Cette œuvre exceptionnelle (1519 heures de travail) portera le goût d’une ville qui ne veut pas être déracinée, elle attestera de son attachement à ce qui n’est pas inscrit au patrimoine mondial de l’Unesco mais qui touche pourtant davantage les cœurs que les portefeuilles.

Les fêtes de la Rosière, le dimanche matin, se résument pour moi, chaque fois, à un regard d’enfant saisi au fil de ce cortège au milieu de la ville. Plus il brille, et plus mon bonheur est parfait. Et il suffit d’un seul regard pour me combler. C’est peu, mais c’est essentiel.

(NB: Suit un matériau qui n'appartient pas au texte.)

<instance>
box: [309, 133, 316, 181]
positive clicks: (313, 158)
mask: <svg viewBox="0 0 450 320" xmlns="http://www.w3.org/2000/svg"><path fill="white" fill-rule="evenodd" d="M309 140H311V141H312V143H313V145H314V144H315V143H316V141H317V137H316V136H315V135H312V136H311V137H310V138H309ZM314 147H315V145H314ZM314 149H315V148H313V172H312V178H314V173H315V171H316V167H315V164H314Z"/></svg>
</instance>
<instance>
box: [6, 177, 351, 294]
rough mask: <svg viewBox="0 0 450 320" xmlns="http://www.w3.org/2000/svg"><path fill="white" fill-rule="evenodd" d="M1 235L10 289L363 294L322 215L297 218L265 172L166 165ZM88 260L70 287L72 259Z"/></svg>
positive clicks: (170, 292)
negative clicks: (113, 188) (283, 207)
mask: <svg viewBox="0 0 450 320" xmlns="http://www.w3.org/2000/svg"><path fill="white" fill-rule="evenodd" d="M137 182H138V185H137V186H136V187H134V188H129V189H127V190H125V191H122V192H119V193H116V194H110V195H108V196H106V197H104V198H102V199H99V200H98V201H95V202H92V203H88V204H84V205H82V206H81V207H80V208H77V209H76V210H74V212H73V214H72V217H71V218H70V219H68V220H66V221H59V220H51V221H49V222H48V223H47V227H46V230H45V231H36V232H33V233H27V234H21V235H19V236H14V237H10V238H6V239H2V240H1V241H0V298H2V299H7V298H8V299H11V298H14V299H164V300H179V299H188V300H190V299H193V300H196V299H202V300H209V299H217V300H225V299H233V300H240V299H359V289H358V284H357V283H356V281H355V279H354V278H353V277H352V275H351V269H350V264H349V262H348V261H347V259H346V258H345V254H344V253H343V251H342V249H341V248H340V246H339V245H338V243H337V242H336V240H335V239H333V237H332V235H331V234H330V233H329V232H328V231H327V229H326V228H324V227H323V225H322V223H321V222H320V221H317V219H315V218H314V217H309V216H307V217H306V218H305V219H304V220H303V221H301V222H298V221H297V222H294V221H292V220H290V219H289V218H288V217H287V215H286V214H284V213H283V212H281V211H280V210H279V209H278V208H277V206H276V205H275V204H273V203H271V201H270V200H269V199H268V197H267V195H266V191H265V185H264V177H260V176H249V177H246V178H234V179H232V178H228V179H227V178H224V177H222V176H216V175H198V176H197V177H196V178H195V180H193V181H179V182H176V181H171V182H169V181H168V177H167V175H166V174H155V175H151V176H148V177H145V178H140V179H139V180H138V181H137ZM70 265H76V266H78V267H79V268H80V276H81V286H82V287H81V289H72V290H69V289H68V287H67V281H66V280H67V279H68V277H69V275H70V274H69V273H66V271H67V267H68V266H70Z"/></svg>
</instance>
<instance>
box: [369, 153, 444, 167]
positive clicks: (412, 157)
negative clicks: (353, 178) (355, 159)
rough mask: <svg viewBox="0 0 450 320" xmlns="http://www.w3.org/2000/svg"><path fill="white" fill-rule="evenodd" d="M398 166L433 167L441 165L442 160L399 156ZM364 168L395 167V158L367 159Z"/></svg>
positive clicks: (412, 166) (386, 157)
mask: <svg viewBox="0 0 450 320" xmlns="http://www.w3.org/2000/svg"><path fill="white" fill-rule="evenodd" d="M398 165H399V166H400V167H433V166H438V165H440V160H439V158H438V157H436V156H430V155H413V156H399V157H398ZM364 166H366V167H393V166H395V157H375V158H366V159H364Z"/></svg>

Cet article a 2 commentaires

  1. Annie PIETRI

    Lorsque l’on est, comme moi, une créonnaise ou un créonnais de fraîche date, on ne peut qu’être ému et admiratif devant l’ambiance qui règne dans la ville bastide tout au long du mois d’août, pour se terminer par cette fête de la Rosière à laquelle tout le monde participe! Joyeuses soirées, où tous les habitants éprouvent un plaisir communicatif à s’amuser, à se retrouver,à partager,à évoquer les souvenirs des fêtes passées, à communiquer, et tout simplement à vivre ensemble. Ces soirées sont un modèle de convivialité, d’amitié, de chaleur humaine, et permettent d’oublier pour quelques heures les difficultés de la vie.
    Tu as raison, Jean-Marie, « la fatalité de l’anonymat, de la cité dortoir, naît souvent de l’indifférence des habitants pour la proximité », et tous les jeunes qui prennent part à ces fêtes, qui y entraînent leurs parents, lorsque ce ne sont pas leurs parents qui les y entraînent, sont ceux qui les organiseront demain . A leur tour, ils raconteront à leurs enfants les souvenirs merveilleux qu’ils gardent de ces rencontres faites d’amitié et de convivialité, et ils perpétueront ces traditions qui font l’identité et la richesse de leur ville d’origine ou d’adoption.
    Nous nous préparons à un week-end de fête. Célébrons dans la joie les Rosières du temps passé et celle que nous couronnerons et fêterons dimanche ! Et ayons une pensée reconnaissante pour Antoine Victor Bertal, ce créonnais pour lequel j’éprouve une tendresse particulière puisque, comme moi, il vécut à Nice, et grâce à qui cette tradition est née et se perpétue.

  2. J.J.

    La fête de la Rosière de Créon aurait certainement un impact régional bien plus grand si elle était placée sous de saints hospices.
    Je connais duex autres fêtes de rosières : Brigueuil en Charente et La Mothe Saint Héray dans les Deux Sèvres. Il en est toujours fait grand cas dans les journeaux régionaux sur FR3, mais on a sans exception droit à la messe traditionnelle, la caméra s’attardant complaisamment sur cette partie de la cérémonie.

    Il n’y a pas de messe solennelle prévue dans les programmes officiels de Créon ?

    C’est une heureuse initiative !

    Bonne réussite à vos festivités.